Dr. Stormy Mildner Stormy Mildner

/ 9 Minuten zu lesen

Man könnte es fast als die Heimat der Marktwirtschaft bezeichnen. In kaum einem anderen Land ist der Glaube an die freien Kräfte des Kapitals größer als in den USA. Bei genauerer Betrachtung der Geschichte sind aber selbst die Amerikaner etwas flexibel, wenn denn staatliche Eingriffe in Krisenzeiten der einzige Ausweg scheinen.

Das Herz der amerikanischen Wirtschaft, die "New York Stock Exchange" in der Wall Street. (© AP)
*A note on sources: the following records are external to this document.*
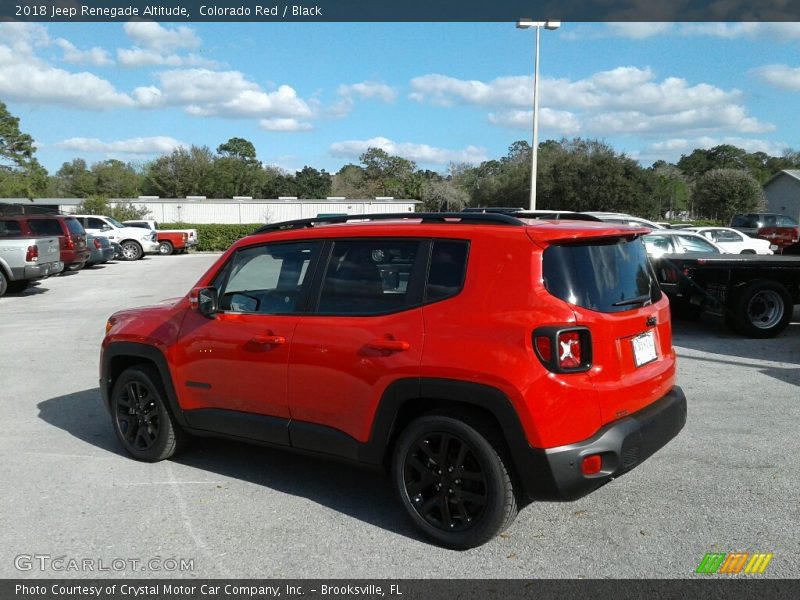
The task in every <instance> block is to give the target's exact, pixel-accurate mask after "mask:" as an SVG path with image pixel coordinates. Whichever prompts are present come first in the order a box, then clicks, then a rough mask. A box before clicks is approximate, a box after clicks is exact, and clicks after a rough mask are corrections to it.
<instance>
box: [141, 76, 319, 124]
mask: <svg viewBox="0 0 800 600" xmlns="http://www.w3.org/2000/svg"><path fill="white" fill-rule="evenodd" d="M158 80H159V84H160V87H154V86H149V87H140V88H137V89H136V90H134V93H133V95H134V98H136V99H137V101H138V102H140V105H141V106H142V107H145V108H157V107H162V106H183V107H184V110H185V111H186V112H187V113H188V114H191V115H195V116H219V117H229V118H259V117H261V118H265V119H269V118H304V119H307V118H312V117H314V116H315V110H314V108H312V105H311V104H310V103H309V102H306V101H305V100H303V99H302V98H300V97H298V95H297V92H296V91H295V90H294V89H293V88H292V87H290V86H288V85H282V86H280V87H279V88H278V89H277V90H275V91H273V92H266V91H264V90H262V89H261V88H260V86H259V85H258V84H256V83H254V82H252V81H249V80H248V79H247V78H246V77H245V76H244V75H243V74H242V73H241V72H239V71H211V70H208V69H185V70H172V71H165V72H162V73H159V74H158Z"/></svg>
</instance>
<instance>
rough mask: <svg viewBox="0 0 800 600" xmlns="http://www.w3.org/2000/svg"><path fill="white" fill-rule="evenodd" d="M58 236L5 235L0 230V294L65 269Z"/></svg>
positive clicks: (14, 289) (16, 289)
mask: <svg viewBox="0 0 800 600" xmlns="http://www.w3.org/2000/svg"><path fill="white" fill-rule="evenodd" d="M58 244H59V242H58V238H57V237H30V238H26V237H11V238H4V237H3V236H2V231H1V230H0V296H2V295H3V294H5V293H6V291H11V292H21V291H22V290H24V289H25V288H27V287H28V285H29V284H30V282H31V281H34V280H36V279H42V278H44V277H49V276H50V275H56V274H57V273H60V272H61V271H63V270H64V263H63V262H61V255H60V252H61V251H60V250H59V246H58Z"/></svg>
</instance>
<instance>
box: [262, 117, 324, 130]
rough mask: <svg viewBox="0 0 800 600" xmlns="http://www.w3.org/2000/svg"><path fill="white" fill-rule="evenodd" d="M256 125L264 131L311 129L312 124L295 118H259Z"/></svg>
mask: <svg viewBox="0 0 800 600" xmlns="http://www.w3.org/2000/svg"><path fill="white" fill-rule="evenodd" d="M258 126H259V127H260V128H261V129H264V130H265V131H281V132H288V131H311V130H312V129H314V126H313V125H312V124H311V123H305V122H302V121H298V120H297V119H261V120H260V121H259V122H258Z"/></svg>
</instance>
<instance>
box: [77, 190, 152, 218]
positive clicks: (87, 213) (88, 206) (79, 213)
mask: <svg viewBox="0 0 800 600" xmlns="http://www.w3.org/2000/svg"><path fill="white" fill-rule="evenodd" d="M75 214H76V215H103V216H106V217H112V218H114V219H116V220H117V221H133V220H136V219H142V218H144V217H146V216H147V215H148V214H150V211H149V210H147V209H146V208H145V207H144V206H134V205H133V203H132V202H119V203H115V205H114V206H111V205H110V204H109V203H108V199H107V198H105V197H104V196H89V197H88V198H86V199H85V200H83V201H82V202H81V203H80V204H78V206H77V207H75Z"/></svg>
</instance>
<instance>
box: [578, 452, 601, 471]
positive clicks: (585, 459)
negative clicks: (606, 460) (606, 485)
mask: <svg viewBox="0 0 800 600" xmlns="http://www.w3.org/2000/svg"><path fill="white" fill-rule="evenodd" d="M602 468H603V457H602V456H601V455H599V454H590V455H589V456H584V457H583V460H582V461H581V473H583V474H584V475H594V474H596V473H599V472H600V469H602Z"/></svg>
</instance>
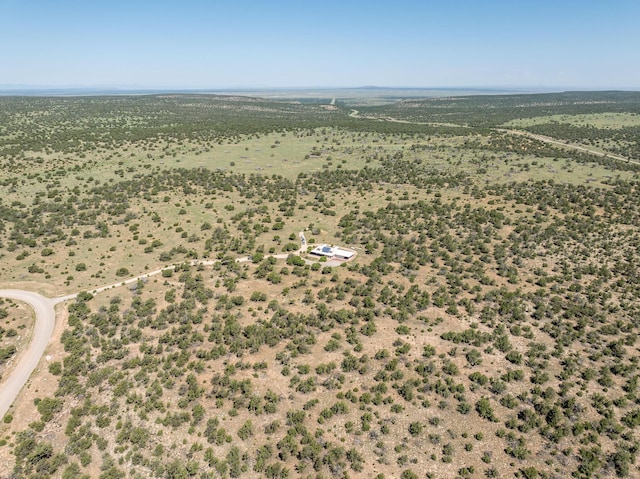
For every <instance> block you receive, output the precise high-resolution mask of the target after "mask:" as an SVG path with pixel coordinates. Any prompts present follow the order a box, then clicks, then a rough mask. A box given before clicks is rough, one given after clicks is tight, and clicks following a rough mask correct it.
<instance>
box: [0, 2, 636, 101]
mask: <svg viewBox="0 0 640 479" xmlns="http://www.w3.org/2000/svg"><path fill="white" fill-rule="evenodd" d="M8 84H19V85H37V86H55V87H69V86H74V87H77V86H82V87H104V86H109V87H142V88H265V87H349V86H362V85H377V86H414V87H522V88H585V89H603V88H621V89H640V0H609V1H605V0H555V1H550V0H536V1H533V0H531V1H530V0H449V1H445V0H442V1H439V0H438V1H432V0H422V1H417V0H416V1H409V0H394V1H377V0H369V1H359V0H342V1H334V0H316V1H308V0H298V1H292V0H253V1H250V0H234V1H218V0H211V1H201V0H181V1H164V0H157V1H153V2H152V1H147V0H128V1H121V0H110V1H103V0H76V1H71V0H0V85H8Z"/></svg>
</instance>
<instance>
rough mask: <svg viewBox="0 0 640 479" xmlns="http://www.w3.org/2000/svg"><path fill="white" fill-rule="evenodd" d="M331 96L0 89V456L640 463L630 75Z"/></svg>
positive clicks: (347, 473) (178, 458)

Seit im September 2008 gleich mehrere große amerikanische Finanzinstitute kurz vor dem Zusammenbruch standen, haben sich die Stimmen gemehrt, die ein Ende des amerikanischen Wirtschaftsmodells prognostizieren. Die Entwicklungen diesen Jahres scheinen ihnen Recht zu geben: Als im März 2008 die Investmentbank Bear Stearns, das fünftgrößte Institut der Branche aufgrund von Liquiditätsproblemen in Bedrängnis geriet, unterstützte die amerikanische Zentralbank, die Federal Reserve Bank (Fed), die Übernahme der Bank durch JPMorgan Chase. Dass die Fed eine Privatbank rettet, hat es in den USA zuletzt in der Weltwirtschaftskrise der 1930er Jahre gegeben. Schon bald folgten weitere Eingriffe: Um größere Unruhen auf den Finanzmärkten zu vermeiden, übernahm die Regierung Anfang September die vorläufige Kontrolle über die angeschlagenen Hypothekenfinanzierer Fannie Mae und Freddie Mac.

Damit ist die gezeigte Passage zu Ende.